# Modern Arnis in Pittsburgh?



## TheKenpoKid (Mar 7, 2007)

So I'm goin to move to Pittsburgh, PA in a few months and am looking for a credible school to train in Modern Arnis. If anyone could point me in the right direction it would be greatly appreciated. Thanks.:ultracool 

-Rich


----------



## arnisador (Mar 7, 2007)

Check some of the links here!


----------



## TheKenpoKid (Mar 8, 2007)

Unfortunately those links yielded nothing helpfull...but thanks anyway


----------



## Guro Harold (Mar 8, 2007)

Hi,

Sorry, couldn't find any Modern Arnis schools or classes in Pittsburgh.

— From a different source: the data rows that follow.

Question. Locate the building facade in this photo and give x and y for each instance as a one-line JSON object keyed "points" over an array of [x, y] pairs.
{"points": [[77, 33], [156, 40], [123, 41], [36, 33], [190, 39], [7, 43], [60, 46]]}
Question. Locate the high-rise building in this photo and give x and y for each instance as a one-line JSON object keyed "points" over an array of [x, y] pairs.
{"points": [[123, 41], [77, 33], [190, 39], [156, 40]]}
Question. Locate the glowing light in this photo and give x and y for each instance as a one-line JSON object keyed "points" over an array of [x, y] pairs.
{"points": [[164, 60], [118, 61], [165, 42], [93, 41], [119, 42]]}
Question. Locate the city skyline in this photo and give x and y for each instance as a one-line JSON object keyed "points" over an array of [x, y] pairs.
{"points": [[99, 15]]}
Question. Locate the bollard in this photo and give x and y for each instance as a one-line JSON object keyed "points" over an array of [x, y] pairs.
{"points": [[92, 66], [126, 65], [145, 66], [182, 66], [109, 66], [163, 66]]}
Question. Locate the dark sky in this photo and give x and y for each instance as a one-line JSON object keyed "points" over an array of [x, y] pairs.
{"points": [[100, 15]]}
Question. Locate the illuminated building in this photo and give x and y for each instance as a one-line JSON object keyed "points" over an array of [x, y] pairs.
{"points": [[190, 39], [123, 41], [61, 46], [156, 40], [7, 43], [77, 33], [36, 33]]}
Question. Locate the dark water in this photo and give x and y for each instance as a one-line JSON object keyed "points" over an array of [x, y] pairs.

Here is a school that teaches Kali that I found via Yahoo! search.

Pennsylvania Turtle Creek Martial Arts Academy Of Pittsburgh
912 Penn Avenue
Pittsburgh, Pa 15145
412-823-7538 
- Grappling Kali American Kickboxing Muay Thai Kickboxing Trapping


Best regards,

Palusut


----------



## TheKenpoKid (Mar 12, 2007)

Sounds good...thanks a lot


----------



## ajs1976 (Mar 13, 2007)

I don't know of an Modern Arnis schools, but here are the FMA schools I know of:

http://www.lathenmartialarts.com/ - I am currently taking Kali classes here

http://www.pakarate.com/

http://www.inayan.com/ISE/Home.html - Aliquippa, PA is outside of Pittsburgh

http://www.themaap.com/ 

there are probably more, but those are the ones I can think of right now.


----------